I am similarly confused about the effectiveness of Hyper-threading, which is Intel’s name for running 2 threads on the one cpu. This is very much a black box for my understanding !
Similar to Intel’s “Hyper-Threading technology”, AMD implemented 2-way simultaneous multithreading.
My computing involves real-64 large arrays (multi gigabyte) where I hope to use AVX2 instructions, however if I limit the number of threads to number of cores, there is insignificant computation loss as measured in GFLOP/s.
I am using 6 core i7-8700K and 12 core Ryzen 5900X, which are both DDR4 dual memory channel architecture.
My bottleneck appears to be the memory to L3 cache bandwidth, as by reducing the memory demand rate (modifing the numerical approach), this appears to improve GFLOP performance.
I have tested different processors with faster DDR4 memory speeds that demonstrate improved performance.
I have tested different array sizes, which appear to demonstrate improved AVX performance if the arrays can be stored in L1 cache.
I have not tested intel XEON, AMD Threadripper or Apple M1 processors with more claimed memory channels to understand if more memory channels can improve bandwidth for selected memory addresses to know if this can improve performance. (ie using 4 gbyte arrays when 64 gbyte is installed, can more memory channels better access the same memory pages?)
I am puzzled if each CPU can support multiple AXV vector registers for hyper-threading. (I can not identify if the performance limit is AVX registers, memory bandwidth or Hyper-Threading.)
I have carried out a number of tests for cores, threads, memory speed, L3 and L1 cache utilisation, but with limited success. The problem in managing these in Fortran code is the controls available are very indirect.
(I have lately turned off AMD 2-way simultaneous multithreading, as with more threads and with dynamic clock rates for each core, some threads perform very slowly in OpenMP computation. Win10 does not appear to choose the best CPU sharing)
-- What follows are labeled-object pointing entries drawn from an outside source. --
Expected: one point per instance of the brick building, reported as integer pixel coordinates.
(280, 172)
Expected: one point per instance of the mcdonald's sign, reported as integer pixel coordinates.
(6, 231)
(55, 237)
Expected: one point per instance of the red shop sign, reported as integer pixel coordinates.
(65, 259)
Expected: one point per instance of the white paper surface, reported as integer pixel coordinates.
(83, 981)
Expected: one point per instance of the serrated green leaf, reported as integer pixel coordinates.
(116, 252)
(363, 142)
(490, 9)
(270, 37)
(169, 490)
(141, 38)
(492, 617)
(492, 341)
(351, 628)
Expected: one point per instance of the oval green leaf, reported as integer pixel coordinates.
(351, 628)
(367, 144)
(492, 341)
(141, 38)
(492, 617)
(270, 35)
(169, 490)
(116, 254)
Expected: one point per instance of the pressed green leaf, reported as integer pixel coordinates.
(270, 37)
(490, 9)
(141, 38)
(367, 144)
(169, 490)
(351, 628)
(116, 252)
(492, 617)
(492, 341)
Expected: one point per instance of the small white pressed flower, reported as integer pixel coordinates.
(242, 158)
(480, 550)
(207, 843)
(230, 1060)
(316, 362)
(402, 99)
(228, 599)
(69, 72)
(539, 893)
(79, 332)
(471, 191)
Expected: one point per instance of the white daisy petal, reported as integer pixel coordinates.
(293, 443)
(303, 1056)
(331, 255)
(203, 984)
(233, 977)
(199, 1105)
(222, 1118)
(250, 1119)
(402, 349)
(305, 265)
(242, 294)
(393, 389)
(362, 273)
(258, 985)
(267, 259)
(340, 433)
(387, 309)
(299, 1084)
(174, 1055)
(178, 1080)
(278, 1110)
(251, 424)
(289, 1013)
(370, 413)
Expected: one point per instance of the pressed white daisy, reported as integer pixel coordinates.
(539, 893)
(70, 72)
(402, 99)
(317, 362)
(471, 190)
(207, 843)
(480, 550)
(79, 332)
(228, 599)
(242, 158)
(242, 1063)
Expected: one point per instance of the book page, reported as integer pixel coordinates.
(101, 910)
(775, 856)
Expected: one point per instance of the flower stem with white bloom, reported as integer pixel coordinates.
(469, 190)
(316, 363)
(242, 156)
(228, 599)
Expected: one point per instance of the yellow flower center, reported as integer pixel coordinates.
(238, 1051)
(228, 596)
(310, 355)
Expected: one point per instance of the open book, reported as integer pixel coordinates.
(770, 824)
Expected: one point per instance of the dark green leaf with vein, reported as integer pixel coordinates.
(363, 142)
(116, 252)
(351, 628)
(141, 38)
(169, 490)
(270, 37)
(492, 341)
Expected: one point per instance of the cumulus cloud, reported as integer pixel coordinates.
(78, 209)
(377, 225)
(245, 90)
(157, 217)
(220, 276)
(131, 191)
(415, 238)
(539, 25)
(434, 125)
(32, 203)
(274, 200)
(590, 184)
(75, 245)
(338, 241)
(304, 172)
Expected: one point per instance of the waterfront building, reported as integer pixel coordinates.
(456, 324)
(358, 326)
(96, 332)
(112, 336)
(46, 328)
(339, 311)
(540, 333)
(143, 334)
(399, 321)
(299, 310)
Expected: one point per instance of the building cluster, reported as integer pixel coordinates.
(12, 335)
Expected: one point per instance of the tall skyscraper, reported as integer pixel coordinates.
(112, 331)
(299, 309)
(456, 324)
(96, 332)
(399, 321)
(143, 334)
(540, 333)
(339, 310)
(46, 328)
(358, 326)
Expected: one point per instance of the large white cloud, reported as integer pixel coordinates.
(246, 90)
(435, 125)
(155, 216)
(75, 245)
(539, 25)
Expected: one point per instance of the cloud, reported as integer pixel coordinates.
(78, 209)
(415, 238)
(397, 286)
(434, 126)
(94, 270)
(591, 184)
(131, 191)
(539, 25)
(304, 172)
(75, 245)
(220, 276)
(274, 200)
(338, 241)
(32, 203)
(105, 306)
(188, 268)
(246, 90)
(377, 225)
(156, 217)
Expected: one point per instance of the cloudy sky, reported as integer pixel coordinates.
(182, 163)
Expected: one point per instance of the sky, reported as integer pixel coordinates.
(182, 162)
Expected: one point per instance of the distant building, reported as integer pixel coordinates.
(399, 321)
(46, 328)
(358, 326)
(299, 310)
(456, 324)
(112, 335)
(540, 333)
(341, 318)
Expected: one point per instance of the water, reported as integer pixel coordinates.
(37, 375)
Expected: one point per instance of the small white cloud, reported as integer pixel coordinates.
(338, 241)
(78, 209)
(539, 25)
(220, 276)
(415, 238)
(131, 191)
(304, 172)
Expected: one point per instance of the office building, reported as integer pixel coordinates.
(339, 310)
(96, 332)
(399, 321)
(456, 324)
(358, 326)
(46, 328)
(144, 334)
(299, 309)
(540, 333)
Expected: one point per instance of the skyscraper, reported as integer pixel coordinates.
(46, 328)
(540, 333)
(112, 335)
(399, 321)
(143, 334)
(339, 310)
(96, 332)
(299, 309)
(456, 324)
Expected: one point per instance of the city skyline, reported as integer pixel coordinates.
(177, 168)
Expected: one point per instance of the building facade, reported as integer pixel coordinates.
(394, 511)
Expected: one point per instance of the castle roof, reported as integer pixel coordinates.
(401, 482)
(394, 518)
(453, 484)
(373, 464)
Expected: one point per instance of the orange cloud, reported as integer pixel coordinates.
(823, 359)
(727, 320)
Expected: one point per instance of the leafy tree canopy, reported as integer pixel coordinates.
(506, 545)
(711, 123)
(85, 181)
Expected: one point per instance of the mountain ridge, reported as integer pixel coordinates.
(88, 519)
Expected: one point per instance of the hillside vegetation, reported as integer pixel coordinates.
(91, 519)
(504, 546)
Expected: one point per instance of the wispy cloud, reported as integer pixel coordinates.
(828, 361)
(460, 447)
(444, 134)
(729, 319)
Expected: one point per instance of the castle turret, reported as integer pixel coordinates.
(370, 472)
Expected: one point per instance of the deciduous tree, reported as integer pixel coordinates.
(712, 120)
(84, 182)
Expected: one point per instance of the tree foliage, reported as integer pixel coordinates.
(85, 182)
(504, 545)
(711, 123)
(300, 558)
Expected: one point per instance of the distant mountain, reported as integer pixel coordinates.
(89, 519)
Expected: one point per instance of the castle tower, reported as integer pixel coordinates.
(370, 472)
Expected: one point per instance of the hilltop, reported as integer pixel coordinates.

My supllementary question for this thread is;
For dual channel memory processors that I have identified, are many cores, Hyper-threading, AVX registers and Cache sizes more marketing than a useful measure of performance ?
Have we been mislead by the marketing, where there are too many cores/threads for the memory bandwith currently provided ?
My computation is structural finite element analysis, using a direct solver of a large “skyline array”. This single shared array is well suited to shared memory OpenMP, rather than a distributed network array of computers (super computer architecture ?).